Making Your Salesforce iOS SDK Apps Work on XCode 8/ iOS 10

iPhone-6-iOS-10-UpdateIt’s the most exciting time of the year for any Apple developers (iOS/ watchOS/ macOS/ tvOS) – it’s WWDC 2016. Apple just released the Developer Preview for XCode 8 which lets you build and test your apps for iOS 10 – the next major version that will be released this fall.

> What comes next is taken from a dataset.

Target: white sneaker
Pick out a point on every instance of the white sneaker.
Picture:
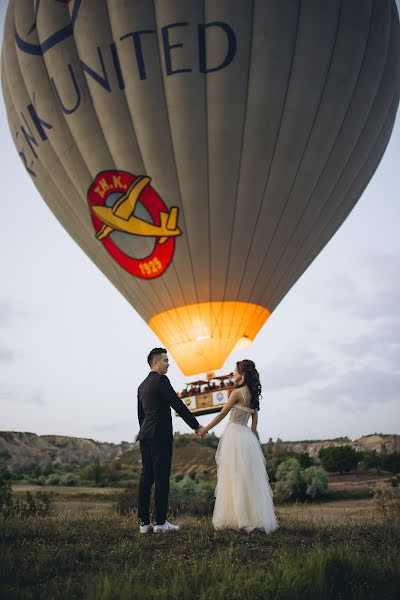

The first thing I tried after downloading XCode 8 was to see how nicely (or how badly) the Salesforce iOS SDK will play with it.

The first thing you should remember is that XCode 8 is a beta – don’t expect it to be perfect. Each XCode release typically has a few developer previews before it goes live.

Screen Shot 2016-06-16 at 1.00.05 PM

On the positive side, it seems reasonably stable for me – just a couple of crashes in the last 72 hours or so is a very promising sign.

The best way to verify how Mobile SDK will play with XCode 8/ iOS 10 is to take up one of the sample apps shipped with the SDK and try to make it work. I picked the RestApiExplorer  sample app.

Building Salesforce1 iOS SDK for iOS 10

If you try to build the SDK for iOS10, you’ll probably run into the same issue I did. The earlier version use tons of

objc_unretainedPointer

On the other hand, XCode 10 recommends using

(__bridge void*)(self)

Go ahead and do a search replace on the above strings & your Salesforce iOS SDK is built successfully for iOS 10/ XCode 8 – bingo!

If you prefer not to do this yourself, you can just checkout the unstable branch of the SDK using the steps mentioned below.

git clone https://github.com/forcedotcom/SalesforceMobileSDK-iOS.git

git checkout unstable

Once this is done, it really comes down to making your own app code compatible with XCode 8/ iOS 10. A good starting point for that is to use the provided Swift Migration Assistant.

And make sure to set your project deployment target to iOS 10 as shown here.

Screen Shot 2016-06-16 at 1.14.09 PMOf course, some of the biggest challenges I’ve seen so far is that my apps using SmartStore and SmartSync frameworks don’t seem to be working as expected and need some tweaks.

However, for any simple apps doing CRUD operations in an online mode, this should be sufficient to get you started for the XCode 8/ iOS 10 journey.

I hope to do more tutorials as I dive deeper into XCode 10/ iOS 10 in the weeks to come. Till then, happy coding!